"Sharp observations of people going about their daily lives with strong, impressionist colours and expressive brushwork"
Fred Yates was born in July 1922 and grew up in Urmston, a suburb of Manchester. After a spell as an insurance clerk, he served in the Grenadier Guards during the war and returned to Manchester as a painter and decorator.
Untutored, but with tremendous self-discipline, Fred began to paint the rich industrial architecture of Manchester, capturing the red brick terraces and street life with humour and vitality.
With a serviceman’s grant he later enrolled a teacher training course at Bournemouth College of Art where he received a formal education in drawing, printmaking and painting and in 1950 won a travelling scholarship to Rome and Florence.
He taught for twenty years battling continuously against artistic sophistication, for him, beauty resided in "simplicity and a child`s mind". His shyness and gentle manner made it impossible to maintain any discipline in the classroom and the only way he could keep control was to embark on painting demonstrations where he could lose himself in his work and try not to notice the pupils behind him. Nonetheless he continued painting in his own right and in 1954 came second to L.S. Lowry for his painting of Brighton and Hove Albion Football Club in a competition organised by the Football Association. The painting is now in the collection of Brighton Museum and Art Gallery.
In 1969 Fred finally made the decision to quit teaching and moved to Cornwall to enable him to devote all his energy to painting, supplementing his income with gardening work for neighbours. While he still painted scenes remembered from his childhood in Manchester, he also worked on sunnier landscapes, new faces and activities that surrounded him.
Most of his early work was painted outdoors on rough boards using household paints, but his approachable style and manner earned him some notable early collectors and in 1976 he had his first solo show at the Reynolds Gallery in Plymouth and in the same year was a finalist in the John Moore’s Prize. During the 1970s and 80’s Yates began to gain wider acceptance and in 1992 had his first London exhibition with Thompson’s Gallery.
He painted almost exclusively outdoors - scenes of local village life, cliff top and beach scenes. Following the ‘St Ives’ exhibition at the Tate Gallery where his work was purchased by Henri Cartier-Bresson, Fred forged his success. Cornwall provided boundless inspiration.
In the early 1990’s Fred moved to France to a small village called Rancon in department 87, Haute-Vienne. Here, new scenes, colours and characters burst onto his canvases. He became a master of his fresh and lively, thick impasto scenes where he was known to paint direct from the tube, often using his fingers to apply the paint. A likeable character, Fred met and encouraged local artists and also worked with British artists in the area.

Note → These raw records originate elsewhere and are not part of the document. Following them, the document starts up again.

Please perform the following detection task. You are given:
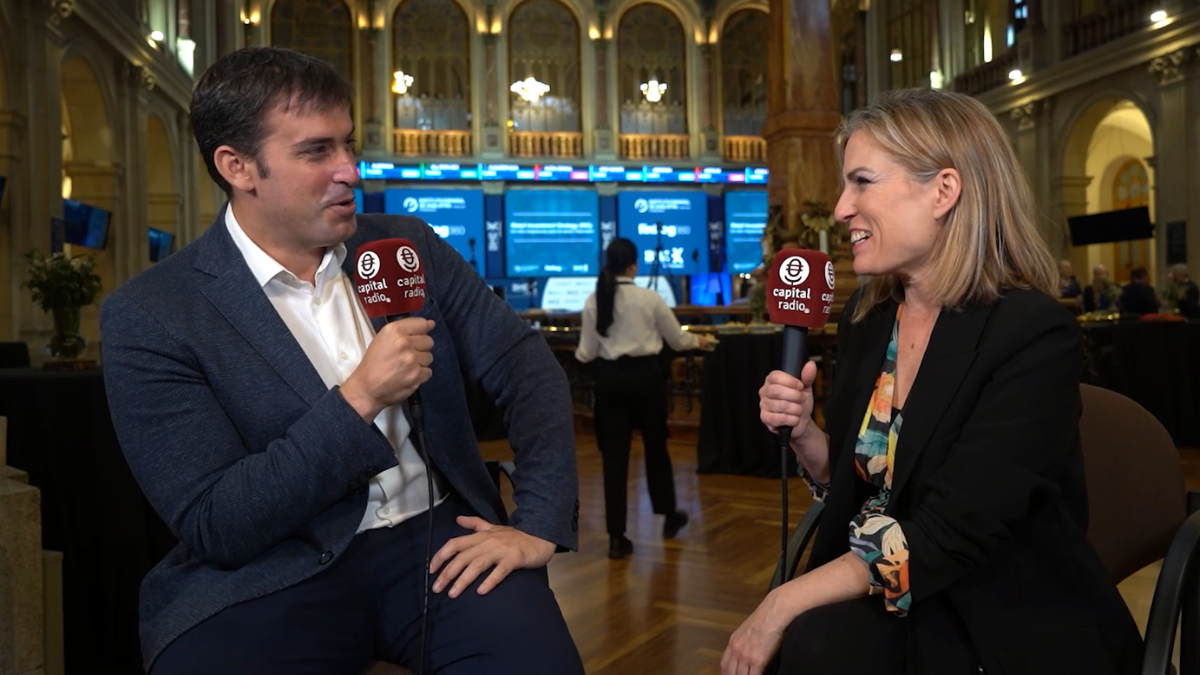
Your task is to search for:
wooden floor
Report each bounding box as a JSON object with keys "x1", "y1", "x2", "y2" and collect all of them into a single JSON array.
[{"x1": 482, "y1": 420, "x2": 1200, "y2": 675}]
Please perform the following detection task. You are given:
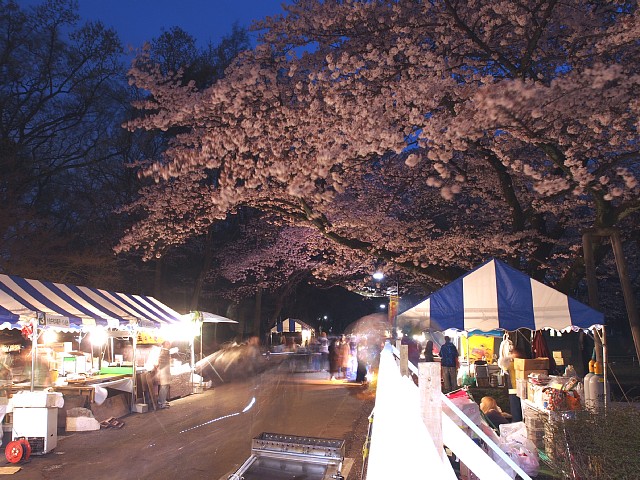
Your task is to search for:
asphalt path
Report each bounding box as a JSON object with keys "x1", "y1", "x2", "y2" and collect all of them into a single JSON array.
[{"x1": 3, "y1": 366, "x2": 371, "y2": 480}]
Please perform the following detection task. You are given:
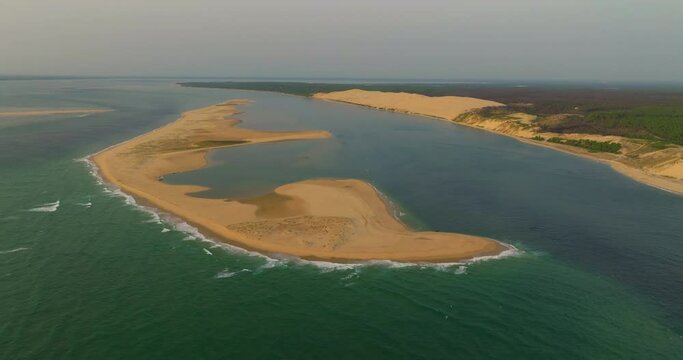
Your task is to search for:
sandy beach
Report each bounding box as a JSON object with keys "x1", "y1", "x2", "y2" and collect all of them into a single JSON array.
[
  {"x1": 93, "y1": 100, "x2": 509, "y2": 262},
  {"x1": 0, "y1": 109, "x2": 112, "y2": 117},
  {"x1": 313, "y1": 89, "x2": 683, "y2": 194}
]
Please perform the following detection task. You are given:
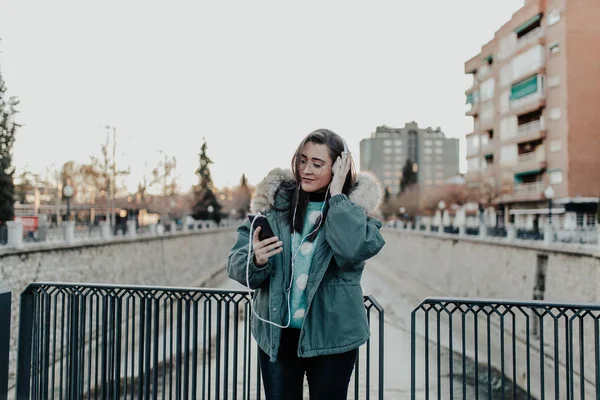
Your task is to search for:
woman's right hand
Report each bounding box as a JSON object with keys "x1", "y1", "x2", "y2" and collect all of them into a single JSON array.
[{"x1": 252, "y1": 226, "x2": 283, "y2": 267}]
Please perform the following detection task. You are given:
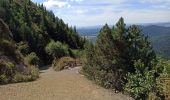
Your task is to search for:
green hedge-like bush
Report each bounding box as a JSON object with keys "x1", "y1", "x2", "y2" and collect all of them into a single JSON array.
[
  {"x1": 52, "y1": 57, "x2": 75, "y2": 71},
  {"x1": 45, "y1": 41, "x2": 69, "y2": 59},
  {"x1": 25, "y1": 52, "x2": 40, "y2": 65}
]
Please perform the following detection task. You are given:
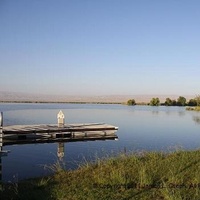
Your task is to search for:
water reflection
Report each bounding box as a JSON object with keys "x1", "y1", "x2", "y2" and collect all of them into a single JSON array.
[{"x1": 193, "y1": 116, "x2": 200, "y2": 124}]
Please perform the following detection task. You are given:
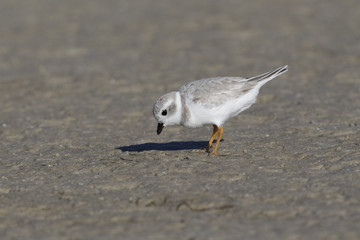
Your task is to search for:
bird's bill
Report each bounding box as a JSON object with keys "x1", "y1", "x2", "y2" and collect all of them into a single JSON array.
[{"x1": 156, "y1": 123, "x2": 164, "y2": 135}]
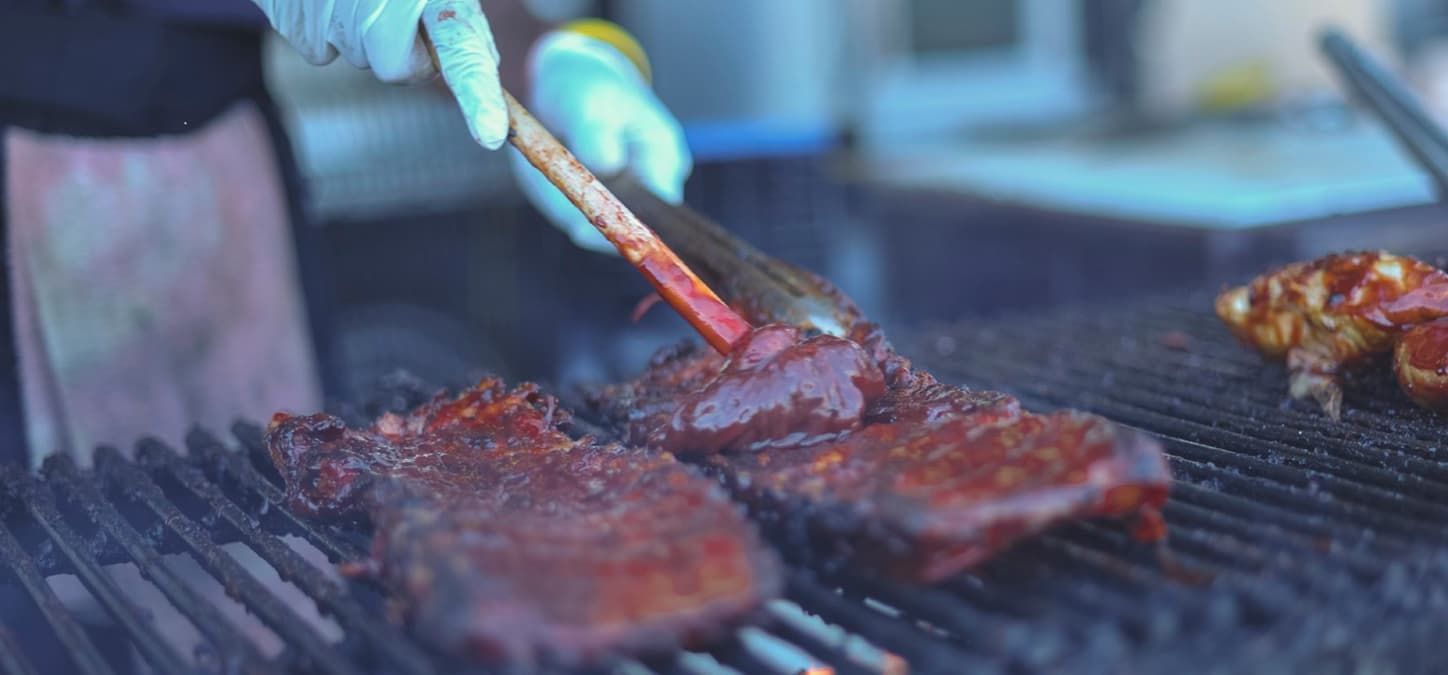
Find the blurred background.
[268,0,1448,396]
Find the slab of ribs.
[266,192,1170,663]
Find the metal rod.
[6,469,184,672]
[160,435,433,674]
[45,455,266,672]
[0,523,114,675]
[96,448,356,674]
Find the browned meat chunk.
[592,329,1170,581]
[266,380,780,663]
[1216,252,1448,419]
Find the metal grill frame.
[0,295,1448,674]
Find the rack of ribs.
[266,380,780,665]
[588,181,1170,582]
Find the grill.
[0,295,1448,674]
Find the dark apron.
[0,0,336,462]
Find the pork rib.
[266,380,780,663]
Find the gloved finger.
[563,115,628,175]
[624,101,694,204]
[358,0,437,84]
[508,149,618,255]
[423,0,508,151]
[256,0,337,65]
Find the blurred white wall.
[615,0,844,130]
[1138,0,1396,116]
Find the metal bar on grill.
[45,455,266,671]
[152,433,433,672]
[786,569,996,674]
[218,423,366,562]
[96,448,356,674]
[767,600,909,675]
[0,489,114,675]
[0,626,41,675]
[4,469,184,672]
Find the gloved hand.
[253,0,508,149]
[510,20,694,253]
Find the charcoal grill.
[0,295,1448,674]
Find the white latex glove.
[253,0,508,149]
[510,30,694,255]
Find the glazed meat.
[266,380,780,663]
[591,294,1170,582]
[1216,252,1448,419]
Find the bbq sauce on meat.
[647,324,885,453]
[266,380,780,665]
[592,323,1170,582]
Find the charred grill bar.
[0,294,1448,674]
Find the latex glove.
[510,22,694,255]
[253,0,508,149]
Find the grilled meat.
[646,324,885,453]
[266,380,780,663]
[1216,252,1448,419]
[591,286,1170,582]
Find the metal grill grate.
[0,297,1448,674]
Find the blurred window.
[909,0,1021,56]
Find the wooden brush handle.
[502,91,750,353]
[421,17,750,353]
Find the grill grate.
[0,297,1448,675]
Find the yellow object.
[560,19,653,81]
[1197,59,1273,112]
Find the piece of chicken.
[1216,252,1448,419]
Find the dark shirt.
[17,0,266,29]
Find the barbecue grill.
[0,294,1448,674]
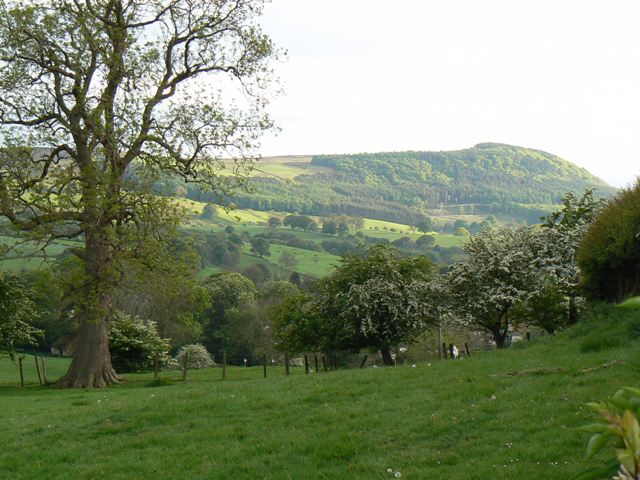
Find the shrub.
[109,310,169,373]
[175,343,213,380]
[578,179,640,300]
[573,387,640,480]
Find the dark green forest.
[186,143,615,225]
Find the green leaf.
[570,460,619,480]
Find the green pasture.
[0,309,640,480]
[618,297,640,310]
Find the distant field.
[0,204,467,277]
[199,240,340,278]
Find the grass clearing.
[0,307,640,480]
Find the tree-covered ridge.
[186,143,615,224]
[312,143,614,206]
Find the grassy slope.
[0,309,640,480]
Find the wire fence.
[0,336,500,387]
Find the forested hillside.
[182,143,614,224]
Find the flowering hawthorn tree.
[315,245,436,365]
[447,227,535,348]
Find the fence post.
[222,350,227,380]
[18,355,24,388]
[33,355,42,385]
[182,351,189,382]
[360,355,368,368]
[262,353,267,378]
[153,353,160,380]
[40,355,49,385]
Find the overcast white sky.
[262,0,640,186]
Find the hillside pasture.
[0,311,640,480]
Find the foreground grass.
[0,308,640,480]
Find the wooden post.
[33,355,42,385]
[360,355,368,368]
[262,353,267,378]
[222,350,227,380]
[40,355,49,385]
[182,351,189,382]
[153,353,160,380]
[18,355,24,388]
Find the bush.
[578,179,640,300]
[109,310,170,373]
[573,387,640,480]
[175,343,213,380]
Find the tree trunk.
[568,296,578,326]
[491,310,509,348]
[56,317,118,388]
[56,222,118,388]
[380,347,393,367]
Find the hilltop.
[186,143,615,224]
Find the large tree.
[0,0,276,388]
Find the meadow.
[0,307,640,480]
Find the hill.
[0,307,640,480]
[187,143,615,224]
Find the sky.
[261,0,640,186]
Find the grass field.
[198,244,340,278]
[0,307,640,480]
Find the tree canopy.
[274,245,437,364]
[0,273,42,358]
[0,0,276,388]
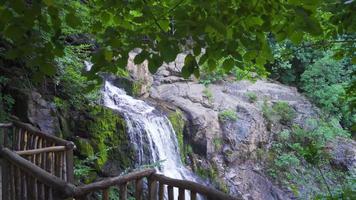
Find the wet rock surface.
[145,55,318,199]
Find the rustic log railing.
[0,121,241,200]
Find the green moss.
[195,162,229,193]
[203,88,214,104]
[77,106,133,171]
[132,81,142,96]
[75,138,94,157]
[219,109,237,122]
[262,101,296,125]
[246,92,257,103]
[168,110,186,162]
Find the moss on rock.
[76,105,134,171]
[168,109,186,162]
[75,138,94,157]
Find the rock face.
[9,88,60,135]
[146,55,317,199]
[126,49,153,97]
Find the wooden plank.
[168,185,174,200]
[178,188,185,200]
[135,178,143,200]
[10,165,16,200]
[12,120,70,146]
[1,159,11,200]
[0,122,12,128]
[152,174,238,200]
[66,144,74,183]
[148,176,158,200]
[74,169,155,197]
[0,148,75,197]
[190,191,197,200]
[119,182,128,200]
[27,173,37,199]
[14,166,22,199]
[158,183,164,200]
[102,188,109,200]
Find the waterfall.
[103,81,198,186]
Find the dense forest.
[0,0,356,199]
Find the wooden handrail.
[0,148,75,198]
[0,123,12,128]
[152,174,238,200]
[12,120,75,149]
[15,146,66,156]
[74,169,156,197]
[0,120,242,200]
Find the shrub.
[219,109,237,122]
[203,88,214,103]
[262,101,296,125]
[0,75,15,122]
[272,102,296,124]
[246,92,257,103]
[213,137,223,150]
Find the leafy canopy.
[0,0,356,80]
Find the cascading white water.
[103,81,197,188]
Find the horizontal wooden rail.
[12,120,75,149]
[0,148,75,198]
[15,146,66,156]
[74,169,156,197]
[0,123,12,128]
[152,174,238,200]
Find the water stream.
[103,81,198,198]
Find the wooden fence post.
[66,142,75,183]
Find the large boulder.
[150,59,318,199]
[9,88,60,135]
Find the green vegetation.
[0,0,356,199]
[0,0,355,87]
[0,75,14,123]
[213,137,224,151]
[203,88,214,104]
[262,101,296,125]
[246,92,257,103]
[258,119,353,199]
[219,109,237,122]
[168,109,187,163]
[269,41,356,131]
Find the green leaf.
[182,54,199,78]
[158,20,169,32]
[129,10,143,17]
[222,58,235,72]
[290,31,304,44]
[134,50,149,65]
[193,46,201,56]
[148,55,163,74]
[207,58,217,72]
[66,13,81,28]
[351,56,356,65]
[245,16,263,27]
[43,0,54,6]
[104,49,113,62]
[39,62,56,76]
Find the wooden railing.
[0,121,241,200]
[1,121,74,199]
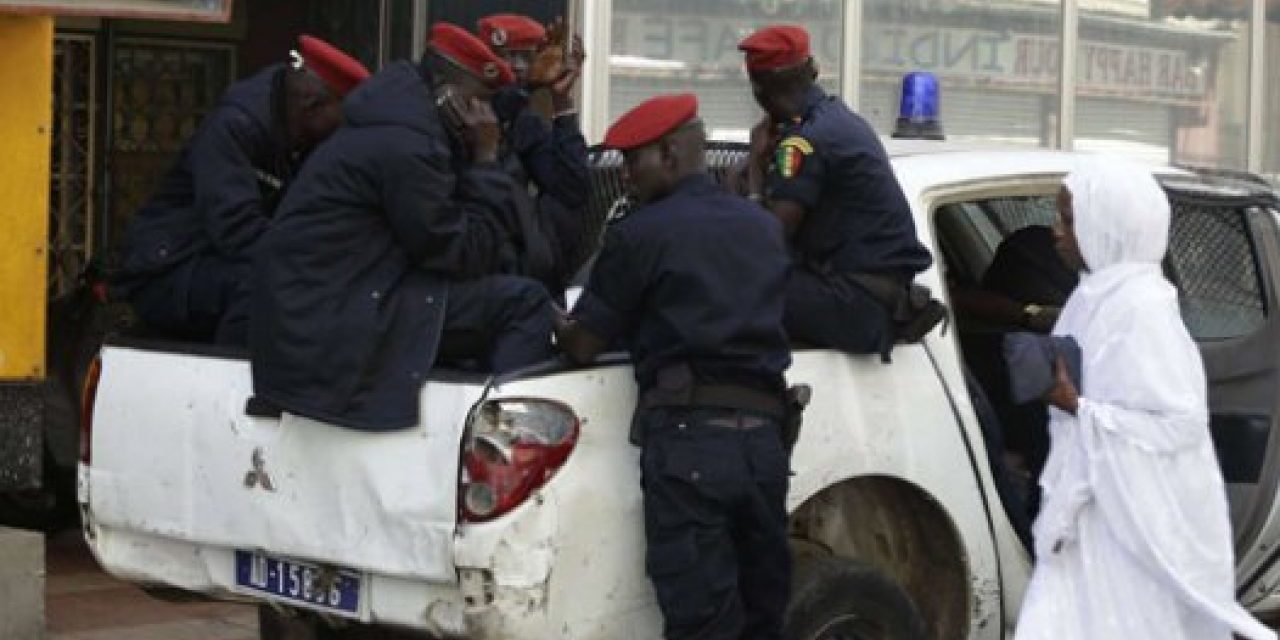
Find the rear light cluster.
[81,357,102,465]
[458,398,579,522]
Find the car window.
[936,195,1275,340]
[1165,198,1267,340]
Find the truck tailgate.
[87,347,484,582]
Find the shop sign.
[613,12,1207,100]
[0,0,232,22]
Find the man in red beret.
[739,24,942,361]
[111,36,369,342]
[250,23,554,431]
[477,14,590,293]
[557,95,791,640]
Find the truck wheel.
[783,556,927,640]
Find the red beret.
[428,22,516,88]
[737,24,810,72]
[604,93,698,151]
[298,36,369,97]
[476,13,547,50]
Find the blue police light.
[893,72,946,140]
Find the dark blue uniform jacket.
[494,88,590,293]
[115,65,297,296]
[250,61,515,430]
[768,86,933,279]
[573,174,791,393]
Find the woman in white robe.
[1015,157,1276,640]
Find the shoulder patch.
[774,136,813,178]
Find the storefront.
[10,0,1280,302]
[599,0,1262,169]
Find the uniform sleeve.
[383,151,512,278]
[189,108,268,257]
[765,134,827,209]
[521,111,590,209]
[573,228,648,343]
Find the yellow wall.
[0,15,54,381]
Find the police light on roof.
[893,72,946,140]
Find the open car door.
[1162,178,1280,605]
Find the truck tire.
[783,554,927,640]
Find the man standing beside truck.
[557,95,791,640]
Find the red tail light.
[458,398,579,522]
[81,357,102,465]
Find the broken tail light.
[79,357,102,465]
[458,398,579,522]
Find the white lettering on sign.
[613,12,1207,101]
[612,12,841,69]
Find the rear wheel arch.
[790,475,972,640]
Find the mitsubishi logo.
[244,447,275,492]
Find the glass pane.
[860,0,1062,146]
[1075,0,1249,169]
[609,0,844,141]
[1166,202,1270,340]
[1254,0,1280,184]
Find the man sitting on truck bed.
[250,23,553,430]
[739,24,942,360]
[111,36,369,342]
[557,95,791,640]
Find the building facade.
[17,0,1280,303]
[584,0,1280,173]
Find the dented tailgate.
[82,347,484,582]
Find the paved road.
[45,531,257,640]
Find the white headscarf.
[1020,157,1275,640]
[1055,156,1207,451]
[1065,157,1169,273]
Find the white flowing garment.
[1015,159,1276,640]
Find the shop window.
[1075,0,1249,169]
[860,0,1061,146]
[609,0,844,141]
[108,38,236,247]
[49,33,95,300]
[1253,1,1280,186]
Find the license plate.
[236,549,361,616]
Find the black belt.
[637,384,787,420]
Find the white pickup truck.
[79,142,1280,640]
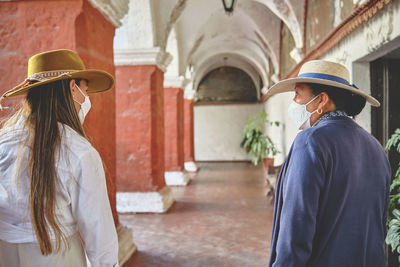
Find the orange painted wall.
[116,66,165,192]
[164,88,184,171]
[0,0,118,224]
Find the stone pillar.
[0,0,135,265]
[164,78,190,186]
[115,48,174,212]
[183,88,198,172]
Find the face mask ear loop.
[305,94,321,107]
[72,83,86,106]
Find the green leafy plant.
[385,128,400,261]
[240,112,280,165]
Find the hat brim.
[2,70,114,98]
[266,77,381,107]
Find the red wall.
[116,66,165,192]
[0,0,118,224]
[164,88,184,171]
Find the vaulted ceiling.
[114,0,304,99]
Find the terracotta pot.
[263,158,274,172]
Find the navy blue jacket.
[269,116,391,267]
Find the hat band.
[297,72,351,86]
[25,71,72,82]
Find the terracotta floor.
[120,163,273,267]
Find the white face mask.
[288,95,319,130]
[74,84,92,124]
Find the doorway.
[370,48,400,267]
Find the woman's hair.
[9,79,86,255]
[307,83,366,116]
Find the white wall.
[264,92,299,165]
[194,104,264,161]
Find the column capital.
[114,47,172,72]
[89,0,129,28]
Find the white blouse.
[0,118,118,267]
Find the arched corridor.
[119,162,273,267]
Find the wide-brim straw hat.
[1,49,114,98]
[266,60,380,107]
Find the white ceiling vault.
[114,0,304,99]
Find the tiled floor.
[120,163,273,267]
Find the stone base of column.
[117,186,175,213]
[164,171,190,186]
[185,161,199,172]
[117,225,136,266]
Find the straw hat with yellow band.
[267,60,380,107]
[0,49,114,99]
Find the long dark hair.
[22,79,86,255]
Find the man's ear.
[69,80,76,93]
[318,92,330,109]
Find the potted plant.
[240,112,280,170]
[385,128,400,262]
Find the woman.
[268,60,391,267]
[0,50,118,267]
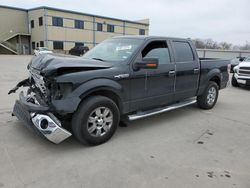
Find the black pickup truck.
[9,36,230,145]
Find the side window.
[173,42,194,62]
[142,41,170,64]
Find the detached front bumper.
[13,92,72,144]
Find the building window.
[97,23,102,31]
[30,20,35,28]
[31,42,36,50]
[53,41,63,50]
[107,24,115,33]
[139,29,145,35]
[75,20,84,29]
[75,42,84,46]
[40,41,44,47]
[38,17,43,26]
[52,17,63,27]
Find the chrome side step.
[128,99,196,121]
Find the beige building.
[0,6,149,54]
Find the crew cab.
[9,36,230,145]
[231,56,250,87]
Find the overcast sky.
[0,0,250,44]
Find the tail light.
[227,64,231,74]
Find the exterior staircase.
[0,31,30,54]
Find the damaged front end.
[9,69,72,144]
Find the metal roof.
[0,5,149,26]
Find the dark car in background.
[69,45,89,56]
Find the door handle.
[168,70,175,77]
[194,69,200,74]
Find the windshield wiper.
[91,57,104,61]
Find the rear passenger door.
[130,40,175,110]
[171,40,200,100]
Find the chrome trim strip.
[128,99,196,121]
[31,113,72,144]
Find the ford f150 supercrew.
[9,36,230,145]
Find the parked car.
[231,56,250,87]
[34,47,53,56]
[230,57,245,73]
[69,46,89,56]
[9,36,230,145]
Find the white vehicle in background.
[34,47,53,56]
[232,56,250,87]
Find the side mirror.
[134,58,159,70]
[239,57,245,61]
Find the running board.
[128,99,196,121]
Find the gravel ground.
[0,55,250,188]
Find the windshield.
[83,38,143,61]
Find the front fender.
[52,78,123,114]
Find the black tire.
[72,96,120,145]
[231,74,239,87]
[197,81,219,110]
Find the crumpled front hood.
[28,54,112,76]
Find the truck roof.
[113,35,191,40]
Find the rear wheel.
[72,96,120,145]
[197,81,219,109]
[231,74,239,87]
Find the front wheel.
[72,96,120,145]
[197,81,219,109]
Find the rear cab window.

Fred’s solitary nature and fear of emotional entanglements made him a habitual house-mover. He collected houses like people collect postage stamps and each house was as individual as himself. In the early 1990s Yates moved to France, first of all to a mill house near Beaume De Venise, then to the village of Rancon in the Haute-Vienne, later back to Sablet in Provence, then Nyons and finally the mountain village of La Motte in the Rhône-Alpes. It was during this period that Fred began to produce some of his most daring paintings, often working with huge quantities of paint applied by stick or hands.
In his last years Fred made repeated efforts to return to England, eventually finding a small house in Frome, Somerset. He died in University College Hospital of a heart attack in July 2008 and is buried at Marazion graveyard, overlooking Saint Michael’s mount; one of his favourite spots in Cornwall and a subject he painted repeatedly.